Wow. I hope this wasn't too much of a depressing brain-dump. I can tell that I'm too tired to censor myself and only hope you know that each person's PD has its own trajectory, and your experience may be VERY different.

Rotten rotten disease.

VV

By Lynnie2 On 2015.12.12 17:15
Thanks Violet I don't feel so alone now in that respect.
We had a trailer up until this fall when we sold it, so I thought he would be more comfortable now that we are staying in one spot although we don't go there in the winter of course.
It will be less stressful for me next year so I don't have to think about the trailer and travelling back and forth with clothes and food.
Anyway, I was considering sending for that book. I see it's available on Indigo/Chapters too.
I agree this disease is rotten and why did it happen to such a nice guy, but that's the way life goes. We still have each other and I'll continue to look after him.
People say I should get some help, but I am going to wait to see how things progress.
I know I need to have time to myself and not worry about him when I'm away. I don't go for very long anyway, just get groceries or go to the pharmacy or get the mail. I have even gone swimming for an hour at the pool which is just a few minutes from our place and he's been okay so far.
Thanks again for the reply and I'll get that book after Christmas.......

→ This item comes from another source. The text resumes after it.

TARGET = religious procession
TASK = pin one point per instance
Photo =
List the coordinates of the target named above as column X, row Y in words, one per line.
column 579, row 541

By umajane On 2015.12.12 19:33
Lynnie and Violet
This sounds all too familiar. My husband is so confused too. Sometimes he asks when are we going home and where do we live. Oh boy it's scary. As far as the wallet goes it's mass confusion at our house. He likes to carry a money clip and I have to keep track of it all the time. I am also using outdated cards when I can. His neurologist has not diagnosed it for sure but it may PD Dementia with Lewy bodies.
I am worried I won't be able to handle him in the future. It's definitely worse when he is tired. Always better in the morning and after a nap.
Luckily he is easy as far as his moods go and he is a gentle man now. He is very quiet unless he needs help. So sad for all of us. Just a few years ago he was riding his motorcycles and we pulled our trailer everywhere. Luckily we had many wonderful years but this is so hard to believe. We have to stay strong and get help. He really likes his caregivers and asks "who is coming today". I'm grateful for that. I never go away for more than 3-4 hours. I think I will need to be out longer soon.

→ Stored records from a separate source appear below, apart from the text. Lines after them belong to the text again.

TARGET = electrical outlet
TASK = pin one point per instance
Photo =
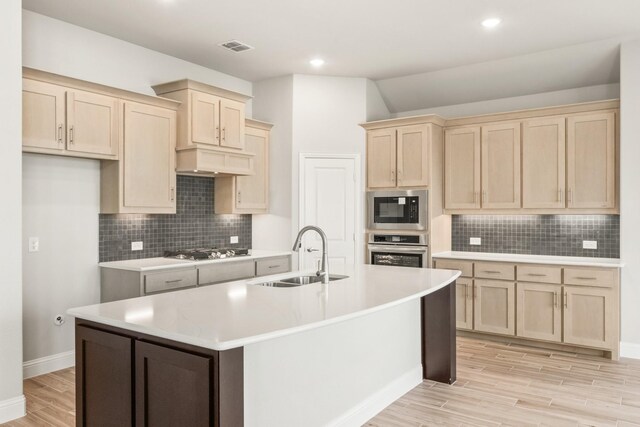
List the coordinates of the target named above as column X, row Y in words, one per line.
column 34, row 244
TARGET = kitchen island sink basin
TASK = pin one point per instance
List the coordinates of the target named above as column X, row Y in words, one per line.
column 294, row 281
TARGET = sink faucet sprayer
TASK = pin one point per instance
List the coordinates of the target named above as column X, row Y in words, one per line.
column 324, row 269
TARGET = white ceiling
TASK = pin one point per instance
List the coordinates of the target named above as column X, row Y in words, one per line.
column 378, row 39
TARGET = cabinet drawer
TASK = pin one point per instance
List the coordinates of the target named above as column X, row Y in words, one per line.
column 453, row 264
column 539, row 274
column 495, row 270
column 225, row 272
column 590, row 277
column 169, row 280
column 264, row 267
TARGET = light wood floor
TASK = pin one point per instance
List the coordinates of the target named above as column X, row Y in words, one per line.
column 498, row 384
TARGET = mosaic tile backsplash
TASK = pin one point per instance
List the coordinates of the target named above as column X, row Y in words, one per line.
column 194, row 225
column 560, row 235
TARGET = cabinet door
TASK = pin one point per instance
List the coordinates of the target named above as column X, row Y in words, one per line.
column 413, row 156
column 205, row 118
column 104, row 378
column 149, row 158
column 232, row 124
column 501, row 166
column 464, row 303
column 252, row 191
column 494, row 307
column 381, row 158
column 539, row 312
column 462, row 168
column 92, row 122
column 591, row 161
column 543, row 163
column 43, row 115
column 172, row 387
column 589, row 316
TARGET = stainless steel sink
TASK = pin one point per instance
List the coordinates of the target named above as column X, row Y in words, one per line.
column 291, row 282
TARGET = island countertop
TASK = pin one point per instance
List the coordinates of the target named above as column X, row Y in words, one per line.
column 235, row 314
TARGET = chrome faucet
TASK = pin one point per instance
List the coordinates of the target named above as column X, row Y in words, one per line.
column 324, row 269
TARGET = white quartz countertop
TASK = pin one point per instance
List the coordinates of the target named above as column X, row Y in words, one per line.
column 236, row 314
column 532, row 259
column 159, row 263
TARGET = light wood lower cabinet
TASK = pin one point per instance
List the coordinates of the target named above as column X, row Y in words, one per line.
column 494, row 306
column 590, row 317
column 464, row 303
column 539, row 311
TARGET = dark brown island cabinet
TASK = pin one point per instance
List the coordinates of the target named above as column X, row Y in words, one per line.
column 125, row 378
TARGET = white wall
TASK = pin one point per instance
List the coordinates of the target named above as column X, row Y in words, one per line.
column 274, row 103
column 341, row 374
column 62, row 48
column 11, row 398
column 539, row 100
column 629, row 199
column 61, row 202
column 52, row 282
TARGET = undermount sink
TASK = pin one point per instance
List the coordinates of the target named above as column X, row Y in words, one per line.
column 294, row 281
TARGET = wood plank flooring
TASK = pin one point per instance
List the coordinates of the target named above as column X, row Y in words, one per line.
column 498, row 385
column 513, row 385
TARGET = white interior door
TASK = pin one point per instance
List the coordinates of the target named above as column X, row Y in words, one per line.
column 329, row 200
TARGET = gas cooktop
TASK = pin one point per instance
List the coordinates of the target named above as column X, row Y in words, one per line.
column 203, row 254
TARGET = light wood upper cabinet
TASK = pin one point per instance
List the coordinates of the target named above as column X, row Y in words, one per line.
column 205, row 118
column 92, row 122
column 248, row 194
column 494, row 306
column 501, row 166
column 413, row 156
column 144, row 181
column 591, row 161
column 543, row 163
column 381, row 158
column 539, row 311
column 590, row 316
column 232, row 115
column 462, row 168
column 43, row 115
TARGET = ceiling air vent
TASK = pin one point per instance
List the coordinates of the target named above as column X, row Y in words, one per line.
column 236, row 46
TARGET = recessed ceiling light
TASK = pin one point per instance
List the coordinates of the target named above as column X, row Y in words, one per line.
column 491, row 22
column 317, row 62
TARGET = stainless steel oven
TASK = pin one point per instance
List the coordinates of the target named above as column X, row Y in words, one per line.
column 404, row 250
column 397, row 210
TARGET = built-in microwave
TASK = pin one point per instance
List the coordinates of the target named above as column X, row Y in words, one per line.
column 397, row 210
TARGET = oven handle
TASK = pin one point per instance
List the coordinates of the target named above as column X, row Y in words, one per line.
column 392, row 248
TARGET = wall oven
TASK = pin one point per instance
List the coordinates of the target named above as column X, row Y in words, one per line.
column 397, row 210
column 404, row 250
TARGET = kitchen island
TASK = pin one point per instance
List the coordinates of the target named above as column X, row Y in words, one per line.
column 243, row 354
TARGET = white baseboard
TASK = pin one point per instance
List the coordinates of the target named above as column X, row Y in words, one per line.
column 630, row 350
column 380, row 399
column 13, row 408
column 44, row 365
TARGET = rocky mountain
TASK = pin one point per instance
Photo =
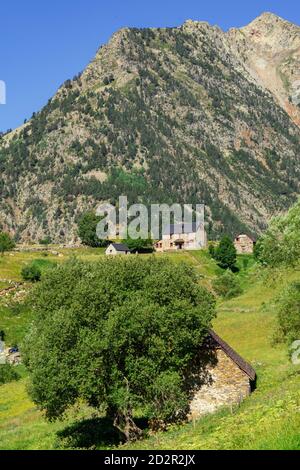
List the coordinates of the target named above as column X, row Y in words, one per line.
column 189, row 114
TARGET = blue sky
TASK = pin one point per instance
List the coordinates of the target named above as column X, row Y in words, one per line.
column 45, row 42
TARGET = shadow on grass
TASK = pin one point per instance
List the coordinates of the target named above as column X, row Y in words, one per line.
column 94, row 433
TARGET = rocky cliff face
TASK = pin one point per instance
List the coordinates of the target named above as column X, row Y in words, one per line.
column 270, row 49
column 188, row 115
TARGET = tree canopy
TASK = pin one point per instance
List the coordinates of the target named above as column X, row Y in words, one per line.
column 225, row 253
column 120, row 334
column 288, row 311
column 280, row 245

By carman96 On 2015.12.17 09:49
My husband has dementia but so far still knows me and the people he sees often.
He gets confused in the afternoon, wants to pack, not sure if we are home, moving or on vacation. I give him seroquel because once he starts getting agitated it escalates and can get ugly. He's mad because he can't drive and has no independence, poor guy.
I haven't been able to leave him alone for a couple years now. He falls a lot also.
I do have caregivers now and then.
Dementia sucks but really it took years to get to this point.
I would think occasional lapses could be blamed on medication on/ off times.
Early dementia might be helped by one of the Alzheimer's drugs such as Aricept.
I have a wallet I keep in my purse with his ID and medical cards. He has his old wallet that I put an old veterans ID, AAA card and some money in.

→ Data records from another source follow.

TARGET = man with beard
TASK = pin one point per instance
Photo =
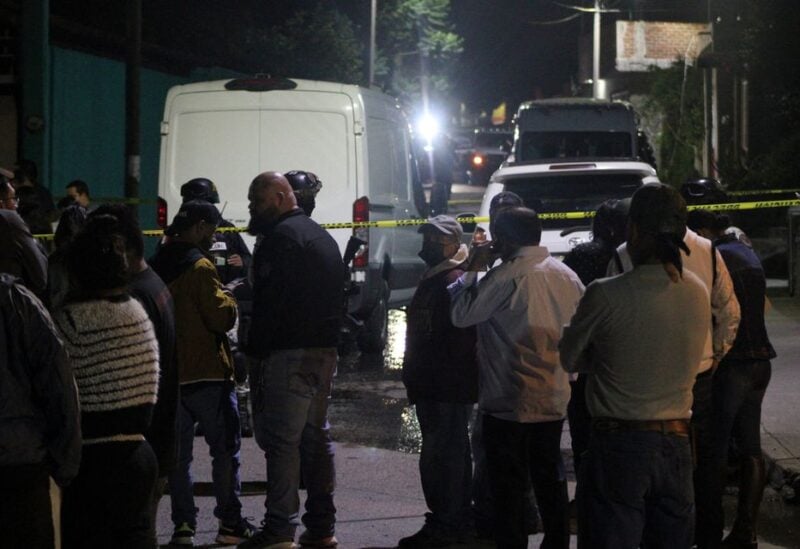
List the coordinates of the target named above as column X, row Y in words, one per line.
column 298, row 281
column 440, row 372
column 204, row 312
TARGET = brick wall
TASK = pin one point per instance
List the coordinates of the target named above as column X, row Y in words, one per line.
column 642, row 44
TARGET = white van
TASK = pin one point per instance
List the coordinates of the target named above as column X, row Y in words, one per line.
column 356, row 140
column 571, row 155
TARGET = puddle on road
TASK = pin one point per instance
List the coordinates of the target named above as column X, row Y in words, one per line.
column 368, row 404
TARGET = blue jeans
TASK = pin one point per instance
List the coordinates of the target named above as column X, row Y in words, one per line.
column 213, row 405
column 290, row 393
column 635, row 488
column 445, row 463
column 513, row 452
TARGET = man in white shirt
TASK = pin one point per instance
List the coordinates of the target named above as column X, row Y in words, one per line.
column 639, row 337
column 713, row 273
column 519, row 308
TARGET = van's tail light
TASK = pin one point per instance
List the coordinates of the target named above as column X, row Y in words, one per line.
column 360, row 214
column 161, row 213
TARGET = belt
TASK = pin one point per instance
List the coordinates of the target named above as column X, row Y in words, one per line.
column 677, row 427
column 705, row 373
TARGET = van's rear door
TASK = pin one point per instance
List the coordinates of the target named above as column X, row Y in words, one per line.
column 313, row 131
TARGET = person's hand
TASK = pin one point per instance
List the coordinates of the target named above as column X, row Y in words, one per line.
column 479, row 236
column 672, row 272
column 480, row 256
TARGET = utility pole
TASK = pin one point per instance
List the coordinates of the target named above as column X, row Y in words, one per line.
column 132, row 91
column 596, row 52
column 373, row 18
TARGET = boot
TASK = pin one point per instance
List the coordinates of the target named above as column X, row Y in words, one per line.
column 752, row 478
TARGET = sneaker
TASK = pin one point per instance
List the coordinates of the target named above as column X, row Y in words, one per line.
column 428, row 537
column 266, row 539
column 231, row 535
column 183, row 535
column 307, row 539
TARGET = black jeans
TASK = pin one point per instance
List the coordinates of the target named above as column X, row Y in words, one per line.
column 739, row 387
column 109, row 502
column 26, row 518
column 514, row 450
column 445, row 463
column 706, row 472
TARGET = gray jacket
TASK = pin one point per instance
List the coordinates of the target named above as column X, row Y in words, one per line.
column 39, row 414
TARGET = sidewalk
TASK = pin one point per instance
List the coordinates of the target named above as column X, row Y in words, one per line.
column 780, row 418
column 379, row 498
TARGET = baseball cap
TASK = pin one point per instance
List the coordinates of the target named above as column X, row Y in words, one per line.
column 443, row 224
column 191, row 213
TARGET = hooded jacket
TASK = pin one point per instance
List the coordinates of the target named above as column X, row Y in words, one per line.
column 203, row 312
column 39, row 415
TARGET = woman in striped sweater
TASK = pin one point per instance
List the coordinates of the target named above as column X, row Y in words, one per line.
column 114, row 356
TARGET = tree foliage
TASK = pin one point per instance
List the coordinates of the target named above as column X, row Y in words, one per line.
column 769, row 47
column 318, row 44
column 417, row 46
column 676, row 93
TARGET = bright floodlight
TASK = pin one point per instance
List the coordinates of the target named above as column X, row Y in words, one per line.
column 428, row 127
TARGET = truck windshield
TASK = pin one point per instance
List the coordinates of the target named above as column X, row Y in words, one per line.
column 557, row 145
column 499, row 141
column 572, row 193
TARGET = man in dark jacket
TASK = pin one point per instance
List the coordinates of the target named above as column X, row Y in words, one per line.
column 228, row 251
column 40, row 434
column 21, row 256
column 440, row 373
column 204, row 312
column 298, row 307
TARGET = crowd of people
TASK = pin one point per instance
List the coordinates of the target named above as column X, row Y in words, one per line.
column 650, row 340
column 111, row 362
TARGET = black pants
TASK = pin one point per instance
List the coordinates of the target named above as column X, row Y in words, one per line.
column 26, row 518
column 514, row 450
column 109, row 502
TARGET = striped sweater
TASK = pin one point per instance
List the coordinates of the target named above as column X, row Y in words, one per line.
column 114, row 355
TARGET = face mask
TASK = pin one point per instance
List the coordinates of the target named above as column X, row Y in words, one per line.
column 431, row 254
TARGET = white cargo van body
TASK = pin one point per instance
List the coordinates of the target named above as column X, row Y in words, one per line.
column 356, row 140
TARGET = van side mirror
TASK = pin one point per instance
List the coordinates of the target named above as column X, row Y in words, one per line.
column 467, row 222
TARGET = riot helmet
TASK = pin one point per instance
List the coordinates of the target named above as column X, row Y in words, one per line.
column 200, row 188
column 306, row 185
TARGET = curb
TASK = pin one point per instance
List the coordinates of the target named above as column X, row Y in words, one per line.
column 783, row 469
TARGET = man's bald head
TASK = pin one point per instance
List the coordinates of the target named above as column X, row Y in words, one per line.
column 270, row 196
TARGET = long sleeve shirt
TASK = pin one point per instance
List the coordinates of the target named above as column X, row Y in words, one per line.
column 640, row 337
column 725, row 310
column 519, row 308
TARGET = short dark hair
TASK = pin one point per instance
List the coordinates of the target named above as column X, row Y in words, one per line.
column 519, row 225
column 610, row 222
column 127, row 226
column 658, row 212
column 71, row 221
column 96, row 258
column 80, row 186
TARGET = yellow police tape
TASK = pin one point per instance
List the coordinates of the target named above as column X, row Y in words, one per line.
column 766, row 191
column 392, row 223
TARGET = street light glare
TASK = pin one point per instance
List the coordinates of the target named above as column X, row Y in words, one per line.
column 428, row 127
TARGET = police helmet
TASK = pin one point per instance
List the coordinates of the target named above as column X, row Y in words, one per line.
column 304, row 184
column 200, row 188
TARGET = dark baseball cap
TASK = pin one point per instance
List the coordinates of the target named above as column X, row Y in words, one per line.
column 443, row 224
column 190, row 213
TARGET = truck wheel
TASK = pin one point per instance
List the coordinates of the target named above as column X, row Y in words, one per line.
column 372, row 337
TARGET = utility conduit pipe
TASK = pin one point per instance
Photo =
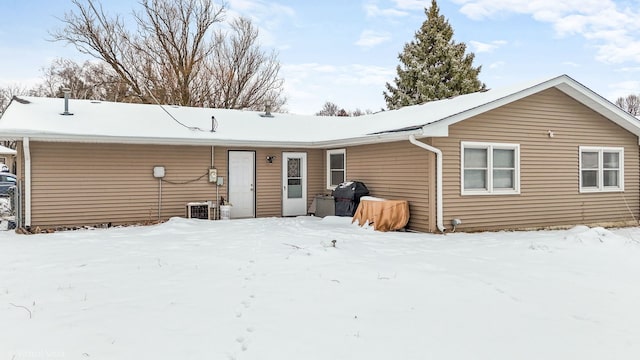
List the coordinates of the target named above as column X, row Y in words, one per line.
column 438, row 152
column 27, row 182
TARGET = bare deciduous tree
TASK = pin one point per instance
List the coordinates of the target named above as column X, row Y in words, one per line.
column 175, row 55
column 242, row 75
column 91, row 80
column 331, row 109
column 631, row 104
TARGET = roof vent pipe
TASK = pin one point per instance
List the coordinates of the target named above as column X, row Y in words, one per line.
column 67, row 93
column 267, row 110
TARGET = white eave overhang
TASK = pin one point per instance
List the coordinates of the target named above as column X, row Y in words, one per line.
column 321, row 144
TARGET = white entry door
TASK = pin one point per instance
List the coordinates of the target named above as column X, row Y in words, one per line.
column 294, row 180
column 241, row 184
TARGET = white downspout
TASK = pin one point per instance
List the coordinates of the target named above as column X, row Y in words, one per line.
column 27, row 182
column 438, row 152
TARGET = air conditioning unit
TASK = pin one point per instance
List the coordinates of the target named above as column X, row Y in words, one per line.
column 199, row 211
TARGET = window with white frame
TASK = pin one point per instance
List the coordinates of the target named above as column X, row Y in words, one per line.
column 601, row 169
column 490, row 168
column 336, row 167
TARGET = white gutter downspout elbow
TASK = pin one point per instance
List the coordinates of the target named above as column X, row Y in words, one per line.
column 438, row 152
column 27, row 182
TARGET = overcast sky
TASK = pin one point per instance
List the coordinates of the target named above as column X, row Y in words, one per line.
column 344, row 51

By Lynnie2 On 2015.12.18 09:25
The doctor said if the hallucinations get too bad, they can give him something, but I forget exactly what.
We see the MDS in Feb. again and his family doctor afterwards, so we'll see what they say.

By moonswife On 2015.12.21 06:13
Boy, you hit me with surprise. Just this morning husband asked me "when did your hair turn white?" Well, it's been ten years since radiation and chemo and it turned white then. Did he not look at me all those years. LOL. No, just a senior moment, kicked into action by Mr. Parkinson.